One hundred four children with advanced leukemia in relapse (74 with acute lymphocytic leukemia [ALL] and 30 with acute nonlymphocytic leukemia [ANLL]) received AMSA (4'-(9-Acridinyl-amino)methanesulfon-m-anisidide) at a dose of 120 mg/m2/day for 5 days (Regimen I) or 60 mg/m2/day for 10 days (Regimen II). Children with ALL were randomized between Regimens I and II (31 and 36 evaluable patients, respectively). All 29 evaluable patients with ANLL were treated on Regimen I. Eighty-eight percent of evaluable patients experienced severe or life-threatening toxicity, with no statistical differences between Regimens I and II. Bacterial or fungal infections (considered life-threatening or fatal) occurred in 17 children with ALL and in 7 with ANLL. Fatal cardiac toxicity occurred in one patient.

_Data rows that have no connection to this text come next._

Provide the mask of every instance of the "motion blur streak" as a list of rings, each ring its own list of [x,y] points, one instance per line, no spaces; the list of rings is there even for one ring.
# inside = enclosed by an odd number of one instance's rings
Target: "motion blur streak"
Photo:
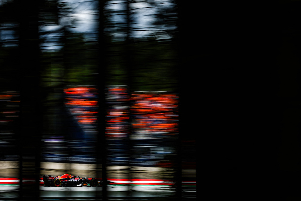
[[[132,196],[175,195],[178,98],[164,91],[131,96]]]
[[[178,96],[107,88],[109,197],[174,196]]]
[[[20,188],[19,156],[16,128],[20,115],[18,91],[0,92],[0,197],[17,197]]]

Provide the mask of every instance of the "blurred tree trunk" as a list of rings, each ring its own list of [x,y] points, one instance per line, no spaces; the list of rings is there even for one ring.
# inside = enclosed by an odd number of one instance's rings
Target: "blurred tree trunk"
[[[38,9],[41,1],[19,0],[17,2],[20,23],[18,57],[21,75],[20,197],[23,200],[32,200],[37,199],[39,195],[39,154],[42,123],[38,31]],[[24,182],[31,180],[35,182]]]

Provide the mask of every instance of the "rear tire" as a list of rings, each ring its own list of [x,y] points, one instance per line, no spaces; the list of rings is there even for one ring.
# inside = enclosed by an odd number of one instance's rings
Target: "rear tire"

Complete or partial response occurred in 25.0% (SE = 8.8%), 28.1% (SE = 8.0%), and 25.9% (SE = 8.4%) of evaluable patients on ALL Regimen I, ALL Regimen II, and ANLL, respectively. However, responses were of short duration (16-91 days). There was no significant difference in the duration of survival from treatment start for the two ALL Regimens (P = 0.46). The median duration of survival for ANLL patients was significantly longer (P = 0.004) than that of ALL patients treated on Regimens I and II combined. Eighty-two percent of the complete or partial responses (18 of 22) occurred after the first course of AMSA. At the dose schedules investigated, and in a heavily pretreated patient population, AMSA had activity in childhood leukemia. However, the high incidence of severe, life-threatening, or fatal infections meant that the quality and quantity of responses and survival was not commensurate with the toxicity, and that it would be difficult to incorporate this drug into combination chemotherapy with other myelosuppressive agents.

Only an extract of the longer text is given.